The nature and stability of the child’s relationships with its parents, the nature and substantiality of the relationship between the child and the grandparent, taking into account frequency of contact, regularity of contact and amount of time spent together, the potential benefits and detriments to the child and granting the visitation order, the effect, if any, grandparental visitation would have on the child’s attachment to its nuclear family, the physical and emotional health of the adults involved and the stability of the child’s living and schooling arrangements.
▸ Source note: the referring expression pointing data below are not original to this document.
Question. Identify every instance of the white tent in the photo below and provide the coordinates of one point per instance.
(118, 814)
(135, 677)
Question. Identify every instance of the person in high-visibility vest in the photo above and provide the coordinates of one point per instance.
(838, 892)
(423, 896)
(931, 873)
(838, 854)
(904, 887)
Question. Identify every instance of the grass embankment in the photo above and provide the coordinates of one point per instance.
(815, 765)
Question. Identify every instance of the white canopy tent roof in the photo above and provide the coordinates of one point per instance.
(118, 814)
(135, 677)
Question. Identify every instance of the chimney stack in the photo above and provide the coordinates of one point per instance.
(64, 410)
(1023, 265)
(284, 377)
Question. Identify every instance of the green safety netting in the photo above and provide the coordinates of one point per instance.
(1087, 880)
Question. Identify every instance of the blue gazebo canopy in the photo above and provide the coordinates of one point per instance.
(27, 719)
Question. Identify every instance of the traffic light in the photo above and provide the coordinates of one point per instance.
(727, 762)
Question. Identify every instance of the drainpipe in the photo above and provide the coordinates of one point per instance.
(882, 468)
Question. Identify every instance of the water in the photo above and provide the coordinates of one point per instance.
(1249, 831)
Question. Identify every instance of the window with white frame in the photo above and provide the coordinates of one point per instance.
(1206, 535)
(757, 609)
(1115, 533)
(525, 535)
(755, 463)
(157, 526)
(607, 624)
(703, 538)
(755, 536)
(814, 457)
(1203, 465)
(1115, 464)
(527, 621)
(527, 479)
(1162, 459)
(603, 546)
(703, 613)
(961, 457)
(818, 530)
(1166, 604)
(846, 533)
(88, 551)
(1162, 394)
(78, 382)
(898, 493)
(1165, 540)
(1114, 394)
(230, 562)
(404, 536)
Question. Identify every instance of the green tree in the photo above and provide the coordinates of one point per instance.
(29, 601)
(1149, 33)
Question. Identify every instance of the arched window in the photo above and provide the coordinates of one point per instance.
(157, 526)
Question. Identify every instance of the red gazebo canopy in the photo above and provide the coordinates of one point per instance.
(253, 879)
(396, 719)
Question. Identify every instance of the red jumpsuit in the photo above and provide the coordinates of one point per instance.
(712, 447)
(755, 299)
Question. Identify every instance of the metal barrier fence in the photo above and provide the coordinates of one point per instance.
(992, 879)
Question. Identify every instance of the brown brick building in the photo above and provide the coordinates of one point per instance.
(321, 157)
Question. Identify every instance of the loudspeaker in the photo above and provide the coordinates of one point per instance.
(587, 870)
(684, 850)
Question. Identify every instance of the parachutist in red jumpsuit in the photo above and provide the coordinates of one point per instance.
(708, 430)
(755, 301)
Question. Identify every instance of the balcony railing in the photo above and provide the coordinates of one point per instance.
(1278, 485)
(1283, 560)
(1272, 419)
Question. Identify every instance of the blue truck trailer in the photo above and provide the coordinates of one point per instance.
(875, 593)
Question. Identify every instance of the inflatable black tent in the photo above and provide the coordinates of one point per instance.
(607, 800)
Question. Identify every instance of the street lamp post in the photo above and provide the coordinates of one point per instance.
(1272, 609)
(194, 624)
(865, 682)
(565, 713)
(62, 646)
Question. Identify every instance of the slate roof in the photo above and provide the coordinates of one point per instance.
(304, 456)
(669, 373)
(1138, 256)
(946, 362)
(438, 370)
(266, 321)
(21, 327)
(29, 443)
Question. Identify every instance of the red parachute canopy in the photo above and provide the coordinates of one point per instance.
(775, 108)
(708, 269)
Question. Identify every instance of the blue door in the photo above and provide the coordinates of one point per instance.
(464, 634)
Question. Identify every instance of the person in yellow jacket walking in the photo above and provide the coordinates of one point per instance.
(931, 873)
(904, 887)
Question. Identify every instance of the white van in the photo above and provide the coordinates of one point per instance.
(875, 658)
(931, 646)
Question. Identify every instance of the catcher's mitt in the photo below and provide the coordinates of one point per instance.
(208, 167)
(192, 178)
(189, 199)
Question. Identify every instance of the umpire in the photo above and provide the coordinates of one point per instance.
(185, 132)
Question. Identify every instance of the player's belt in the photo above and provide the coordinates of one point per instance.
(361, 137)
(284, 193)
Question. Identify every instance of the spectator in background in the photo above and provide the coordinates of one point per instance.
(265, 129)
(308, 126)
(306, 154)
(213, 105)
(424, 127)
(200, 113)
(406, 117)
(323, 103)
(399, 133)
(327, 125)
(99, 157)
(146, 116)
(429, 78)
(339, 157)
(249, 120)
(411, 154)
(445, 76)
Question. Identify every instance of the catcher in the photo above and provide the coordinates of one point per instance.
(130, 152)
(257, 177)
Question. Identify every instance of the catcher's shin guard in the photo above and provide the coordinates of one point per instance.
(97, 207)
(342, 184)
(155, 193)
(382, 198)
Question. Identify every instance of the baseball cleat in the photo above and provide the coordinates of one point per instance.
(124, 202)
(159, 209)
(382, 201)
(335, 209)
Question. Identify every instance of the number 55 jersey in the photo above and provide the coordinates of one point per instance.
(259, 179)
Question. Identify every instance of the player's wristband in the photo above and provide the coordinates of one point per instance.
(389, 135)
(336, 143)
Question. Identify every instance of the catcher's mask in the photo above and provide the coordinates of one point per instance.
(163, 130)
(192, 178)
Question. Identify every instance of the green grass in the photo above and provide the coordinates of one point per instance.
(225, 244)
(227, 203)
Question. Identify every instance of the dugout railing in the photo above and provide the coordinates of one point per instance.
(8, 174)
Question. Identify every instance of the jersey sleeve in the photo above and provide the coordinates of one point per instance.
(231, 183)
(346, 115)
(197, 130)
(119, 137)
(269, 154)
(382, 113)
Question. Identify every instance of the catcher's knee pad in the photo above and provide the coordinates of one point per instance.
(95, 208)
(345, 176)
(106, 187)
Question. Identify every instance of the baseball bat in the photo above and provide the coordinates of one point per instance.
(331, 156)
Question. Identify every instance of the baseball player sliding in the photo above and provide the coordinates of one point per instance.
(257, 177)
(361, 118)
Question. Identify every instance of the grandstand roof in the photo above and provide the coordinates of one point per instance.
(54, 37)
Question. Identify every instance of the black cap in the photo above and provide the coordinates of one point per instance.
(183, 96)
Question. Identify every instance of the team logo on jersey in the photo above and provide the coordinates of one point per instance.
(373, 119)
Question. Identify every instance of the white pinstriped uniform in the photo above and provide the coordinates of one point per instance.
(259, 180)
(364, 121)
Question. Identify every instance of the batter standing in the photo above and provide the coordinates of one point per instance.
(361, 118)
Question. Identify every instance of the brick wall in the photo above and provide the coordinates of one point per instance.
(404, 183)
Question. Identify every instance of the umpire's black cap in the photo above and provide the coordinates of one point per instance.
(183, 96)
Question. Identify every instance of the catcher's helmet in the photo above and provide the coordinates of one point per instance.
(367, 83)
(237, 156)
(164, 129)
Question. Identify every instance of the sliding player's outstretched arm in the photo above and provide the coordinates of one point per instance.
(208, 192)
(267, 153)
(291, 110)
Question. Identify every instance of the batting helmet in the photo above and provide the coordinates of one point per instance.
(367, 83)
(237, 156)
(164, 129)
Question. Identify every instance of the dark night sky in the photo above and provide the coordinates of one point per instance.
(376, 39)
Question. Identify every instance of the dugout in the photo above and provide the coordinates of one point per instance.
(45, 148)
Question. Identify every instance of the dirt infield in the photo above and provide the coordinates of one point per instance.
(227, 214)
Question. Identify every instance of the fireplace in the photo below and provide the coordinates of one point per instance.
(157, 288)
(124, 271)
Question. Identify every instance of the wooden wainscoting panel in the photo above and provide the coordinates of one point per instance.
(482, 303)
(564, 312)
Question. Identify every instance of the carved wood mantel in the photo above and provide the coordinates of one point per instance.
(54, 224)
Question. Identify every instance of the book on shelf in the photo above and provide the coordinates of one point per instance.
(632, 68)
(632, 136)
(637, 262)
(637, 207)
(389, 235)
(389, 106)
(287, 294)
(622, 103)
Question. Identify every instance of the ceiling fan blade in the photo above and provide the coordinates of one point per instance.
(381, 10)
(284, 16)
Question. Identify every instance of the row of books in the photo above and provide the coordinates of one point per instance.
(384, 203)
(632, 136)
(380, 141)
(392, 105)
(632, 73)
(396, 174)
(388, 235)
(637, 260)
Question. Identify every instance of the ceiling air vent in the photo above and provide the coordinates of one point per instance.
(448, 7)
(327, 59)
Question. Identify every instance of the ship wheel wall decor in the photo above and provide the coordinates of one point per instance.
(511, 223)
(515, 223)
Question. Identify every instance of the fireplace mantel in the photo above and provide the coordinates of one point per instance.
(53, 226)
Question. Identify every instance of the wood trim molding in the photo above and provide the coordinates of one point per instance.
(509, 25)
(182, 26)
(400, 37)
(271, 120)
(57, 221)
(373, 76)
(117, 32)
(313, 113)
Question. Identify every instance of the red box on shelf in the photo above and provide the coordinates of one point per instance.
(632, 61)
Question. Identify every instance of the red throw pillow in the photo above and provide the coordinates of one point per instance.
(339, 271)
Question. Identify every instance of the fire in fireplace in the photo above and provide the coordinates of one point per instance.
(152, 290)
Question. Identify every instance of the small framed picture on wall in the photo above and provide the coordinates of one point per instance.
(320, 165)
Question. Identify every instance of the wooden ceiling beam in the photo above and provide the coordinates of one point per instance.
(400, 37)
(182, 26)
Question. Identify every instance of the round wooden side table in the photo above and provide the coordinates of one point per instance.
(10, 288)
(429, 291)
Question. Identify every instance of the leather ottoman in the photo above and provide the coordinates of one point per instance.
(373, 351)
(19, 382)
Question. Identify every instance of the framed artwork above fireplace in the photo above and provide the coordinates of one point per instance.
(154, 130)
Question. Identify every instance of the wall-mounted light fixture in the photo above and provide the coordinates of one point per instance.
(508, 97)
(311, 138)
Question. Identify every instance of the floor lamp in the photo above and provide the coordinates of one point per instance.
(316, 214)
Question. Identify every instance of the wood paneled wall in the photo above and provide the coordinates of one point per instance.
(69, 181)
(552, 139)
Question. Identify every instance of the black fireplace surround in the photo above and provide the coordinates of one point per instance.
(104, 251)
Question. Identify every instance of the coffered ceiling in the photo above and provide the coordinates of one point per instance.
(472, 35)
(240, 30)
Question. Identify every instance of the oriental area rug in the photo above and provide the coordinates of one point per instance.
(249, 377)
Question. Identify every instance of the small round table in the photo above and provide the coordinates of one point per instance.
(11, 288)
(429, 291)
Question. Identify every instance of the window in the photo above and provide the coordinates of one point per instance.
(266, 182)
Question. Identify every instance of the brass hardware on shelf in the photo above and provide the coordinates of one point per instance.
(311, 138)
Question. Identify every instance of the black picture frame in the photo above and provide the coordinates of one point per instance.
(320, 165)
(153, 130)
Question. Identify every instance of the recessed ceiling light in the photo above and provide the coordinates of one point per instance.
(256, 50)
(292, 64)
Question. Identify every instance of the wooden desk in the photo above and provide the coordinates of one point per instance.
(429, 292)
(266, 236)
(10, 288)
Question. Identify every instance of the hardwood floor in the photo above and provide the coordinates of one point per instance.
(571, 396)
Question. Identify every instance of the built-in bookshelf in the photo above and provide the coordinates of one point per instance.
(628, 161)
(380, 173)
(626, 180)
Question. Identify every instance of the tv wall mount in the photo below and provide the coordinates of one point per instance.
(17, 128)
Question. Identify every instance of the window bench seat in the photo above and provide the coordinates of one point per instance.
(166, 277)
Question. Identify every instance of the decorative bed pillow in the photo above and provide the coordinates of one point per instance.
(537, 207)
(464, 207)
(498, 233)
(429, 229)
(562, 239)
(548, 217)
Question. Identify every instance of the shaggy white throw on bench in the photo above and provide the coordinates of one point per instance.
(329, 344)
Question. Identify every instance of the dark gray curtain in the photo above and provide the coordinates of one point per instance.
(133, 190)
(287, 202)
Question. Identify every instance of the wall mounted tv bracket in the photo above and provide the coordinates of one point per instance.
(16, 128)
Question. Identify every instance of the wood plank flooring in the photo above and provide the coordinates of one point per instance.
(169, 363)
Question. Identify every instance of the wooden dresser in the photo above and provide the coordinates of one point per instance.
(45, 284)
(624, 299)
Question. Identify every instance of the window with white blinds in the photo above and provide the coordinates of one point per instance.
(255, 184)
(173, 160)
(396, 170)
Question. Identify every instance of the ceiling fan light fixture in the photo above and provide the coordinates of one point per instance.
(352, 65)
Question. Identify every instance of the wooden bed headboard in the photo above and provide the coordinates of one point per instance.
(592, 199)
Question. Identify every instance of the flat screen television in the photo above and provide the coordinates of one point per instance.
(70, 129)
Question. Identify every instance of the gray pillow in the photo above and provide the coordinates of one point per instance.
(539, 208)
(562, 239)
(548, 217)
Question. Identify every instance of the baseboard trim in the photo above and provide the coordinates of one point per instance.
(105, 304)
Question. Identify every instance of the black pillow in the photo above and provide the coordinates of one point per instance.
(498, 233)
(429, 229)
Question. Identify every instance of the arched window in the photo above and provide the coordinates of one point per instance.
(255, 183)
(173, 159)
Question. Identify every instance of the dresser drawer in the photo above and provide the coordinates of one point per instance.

There are many other factors that the court is permitted to consider when determining the “best interest of the child.”  A judge has great latitude in what to consider.  Fitness or unfitness has been discussed by the courts in the context of child custody.  Here is summary of some of the considerations that address fitness:

Questions of parental fitness generally fall within the following categories: moral fitness; psychological or emotional fitness; prior conduct affecting the child’s physical, psychological and financial needs; and love and affection for the child including willingness and ability to care for the child. Although historically courts took a moralistic view in examining parental conduct, today such conduct seems to be considered only in light of its effect on the child. If a parent’s conduct is not found to adversely affect the child or diminish the quality of care a child receives, then a parent will, most likely, avoid being declared unfit. 26 U. Balt. L.F. 3, 5 (1995).

 

The courts have said that they will not predefine “exceptional circumstances.”  Instead, “exceptional circumstances” will be decided on a case-by-case basis, after analyzing all the factors before the court in the particular case.  Examples of “exceptional circumstances” have been discussed in other custody cases:

The factors which emerge from our prior decisions which may be of probative value in determining the existence of exceptional circumstances include the length of time the child has been away from the biological parent, the age of the child when care was assumed by the third party, the possible emotional effect on the child of a change of custody, the period of time which elapsed before the parent sought to reclaim the child, the nature and strength of the ties between the child and the third-party custodian, the intensity and genuineness of the parent’s desire to have the child, the stability and certainty as to the child’s future in the custody of the parent.  From Ross v. Hoffman.

In conclusion, unless the state legislature changes the law, you would have to show either that the parents are unfit or that there are exceptional circumstances that exist. If shown, then the court can evaluate what is in the best interests of the children.